Cede cocaina al cliente, ma viene sorpreso dai Carabinieri e arrestato

Nel corso dell’attività di controllo, i Carabinieri del Nucleo Operativo della Compagnia di Messina Centro, insospettiti da un uomo fermo davanti all’ingresso di un supermercato di viale Regina Elena che in atteggiamento guardingo sembrava attendere qualcuno, hanno avviato un’attività di osservazione tenendo sotto controllo i suoi movimenti. Poco dopo hanno notato il sopraggiungere di un’autovettura Jeep Renegade, condotta dal 40enne B.F. che si è accostata al margine della strada per consentire all’uomo di salire a bordo. A quel punto, i militari dell’Arma decidono di intervenire e, dopo aver bloccato il mezzo, hanno sottoposto gli occupanti a un controllo.
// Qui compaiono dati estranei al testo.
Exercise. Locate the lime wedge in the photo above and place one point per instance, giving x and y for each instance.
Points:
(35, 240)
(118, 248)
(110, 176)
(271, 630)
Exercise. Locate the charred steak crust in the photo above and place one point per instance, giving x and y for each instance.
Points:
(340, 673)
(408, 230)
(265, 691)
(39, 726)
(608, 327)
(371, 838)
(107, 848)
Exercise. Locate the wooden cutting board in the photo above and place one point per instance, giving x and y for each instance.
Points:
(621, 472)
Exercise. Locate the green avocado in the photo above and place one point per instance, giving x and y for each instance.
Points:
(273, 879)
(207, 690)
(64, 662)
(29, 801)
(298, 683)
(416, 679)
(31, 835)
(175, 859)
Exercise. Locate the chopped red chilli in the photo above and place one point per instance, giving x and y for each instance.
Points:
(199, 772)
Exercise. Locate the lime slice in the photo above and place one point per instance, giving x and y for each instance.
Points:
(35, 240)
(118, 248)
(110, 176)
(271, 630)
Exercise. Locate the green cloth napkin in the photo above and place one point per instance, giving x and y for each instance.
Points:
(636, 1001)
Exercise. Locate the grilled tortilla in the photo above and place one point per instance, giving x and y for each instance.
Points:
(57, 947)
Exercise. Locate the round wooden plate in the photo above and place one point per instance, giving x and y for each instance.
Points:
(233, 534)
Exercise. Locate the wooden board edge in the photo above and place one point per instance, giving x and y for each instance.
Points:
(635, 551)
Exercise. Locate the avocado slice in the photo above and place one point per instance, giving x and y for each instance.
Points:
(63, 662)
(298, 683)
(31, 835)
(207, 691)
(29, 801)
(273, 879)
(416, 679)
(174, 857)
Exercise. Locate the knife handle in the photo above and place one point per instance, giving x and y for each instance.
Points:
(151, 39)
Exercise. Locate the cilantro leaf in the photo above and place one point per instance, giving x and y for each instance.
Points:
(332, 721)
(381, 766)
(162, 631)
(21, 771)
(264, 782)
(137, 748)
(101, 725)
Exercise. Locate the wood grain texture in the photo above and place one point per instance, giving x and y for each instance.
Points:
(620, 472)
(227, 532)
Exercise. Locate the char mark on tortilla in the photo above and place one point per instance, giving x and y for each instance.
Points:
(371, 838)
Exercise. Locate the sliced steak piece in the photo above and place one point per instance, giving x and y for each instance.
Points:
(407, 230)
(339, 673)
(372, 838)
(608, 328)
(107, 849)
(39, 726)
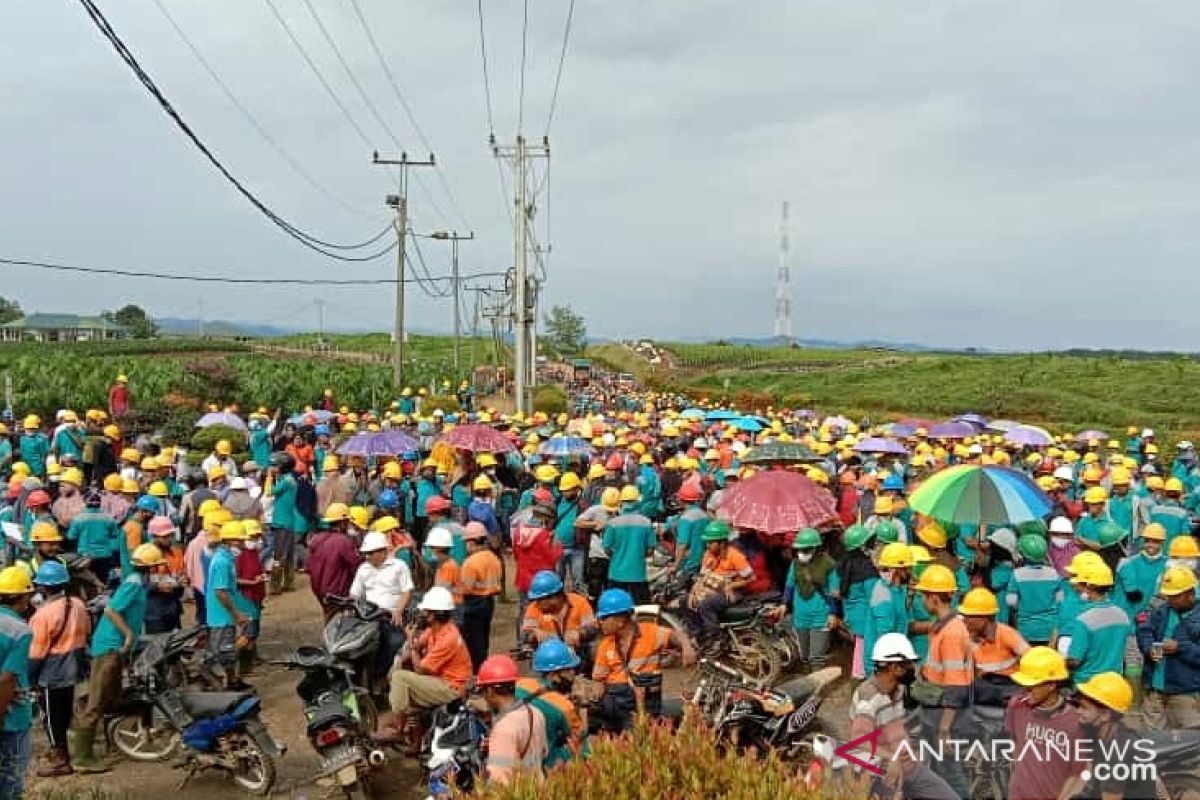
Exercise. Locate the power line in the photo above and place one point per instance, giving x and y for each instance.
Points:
(558, 73)
(305, 239)
(252, 120)
(409, 114)
(214, 278)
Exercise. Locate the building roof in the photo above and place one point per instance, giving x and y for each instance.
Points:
(63, 322)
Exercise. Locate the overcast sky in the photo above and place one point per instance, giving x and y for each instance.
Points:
(995, 174)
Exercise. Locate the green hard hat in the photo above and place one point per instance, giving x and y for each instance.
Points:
(715, 531)
(856, 536)
(1110, 534)
(887, 531)
(1032, 547)
(805, 539)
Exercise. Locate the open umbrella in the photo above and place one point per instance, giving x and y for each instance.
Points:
(564, 446)
(952, 431)
(881, 445)
(777, 503)
(779, 452)
(991, 495)
(221, 417)
(478, 438)
(1027, 437)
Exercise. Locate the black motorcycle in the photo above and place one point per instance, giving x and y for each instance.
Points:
(221, 731)
(340, 720)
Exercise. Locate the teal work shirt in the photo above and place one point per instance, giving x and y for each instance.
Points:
(129, 601)
(1035, 590)
(223, 576)
(689, 527)
(628, 539)
(1098, 641)
(15, 641)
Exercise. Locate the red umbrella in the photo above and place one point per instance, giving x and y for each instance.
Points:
(778, 503)
(478, 438)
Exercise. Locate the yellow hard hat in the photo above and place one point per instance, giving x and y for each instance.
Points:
(1041, 665)
(894, 555)
(1177, 579)
(1155, 531)
(233, 530)
(933, 535)
(979, 602)
(45, 531)
(147, 555)
(1183, 547)
(336, 512)
(1110, 690)
(936, 578)
(16, 581)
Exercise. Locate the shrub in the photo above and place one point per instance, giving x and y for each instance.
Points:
(550, 400)
(653, 762)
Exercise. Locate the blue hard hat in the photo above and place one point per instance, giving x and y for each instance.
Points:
(389, 499)
(52, 573)
(615, 601)
(553, 655)
(545, 584)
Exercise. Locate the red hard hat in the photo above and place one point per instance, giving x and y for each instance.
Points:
(497, 669)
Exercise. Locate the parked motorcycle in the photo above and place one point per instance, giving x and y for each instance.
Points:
(221, 731)
(340, 720)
I sospetti dei Carabinieri si sono rivelati fondati, giacché al termine della perquisizione, il 40enne B.F., proprietario del mezzo, peraltro sprovvisto di patente di guida, è stato trovato in possesso di un involucro di carta stagnola, occultato nella tasca dei pantaloni, contenente un cristallo di sostanza di colore biancastro che, all’esito delle analisi di laboratorio si è rivelato essere sostanza stupefacente di tipo cocaina “in pietra” con elevatissimo grado di purezza pari a circa 97% di principio attivo. Gli accertamenti svolti hanno consentito ai Carabinieri di ricostruire la dinamica dei fatti accertando che i due uomini avevano precedentemente concordato l’appuntamento in quel luogo, proprio per realizzare la compravendita dello stupefacente a fronte del pagamento di 100 euro, somma effettivamente rinvenuta nella disponibilità del “cliente” al momento del controllo. Pertanto, la sostanza stupefacente è stata sequestrata e il 40enne B.F. è stato arrestato, in flagranza di reato, per detenzione ai fini di spaccio di sostanze stupefacenti.

Ultimate le formalità di rito, su disposizione dell’Autorità Giudiziaria, l’arrestato è stato ristretto agli arresti domiciliari presso la propria abitazione in regime di arresti domiciliari, in attesa del rito direttissimo. Ieri mattina, al termine dell’udienza davanti al Giudice di Messina, l’arresto dei Carabinieri è stato convalidato e il 40enne è stato sottoposto alla misura degli arresti domiciliari con applicazione del braccialetto elettronico.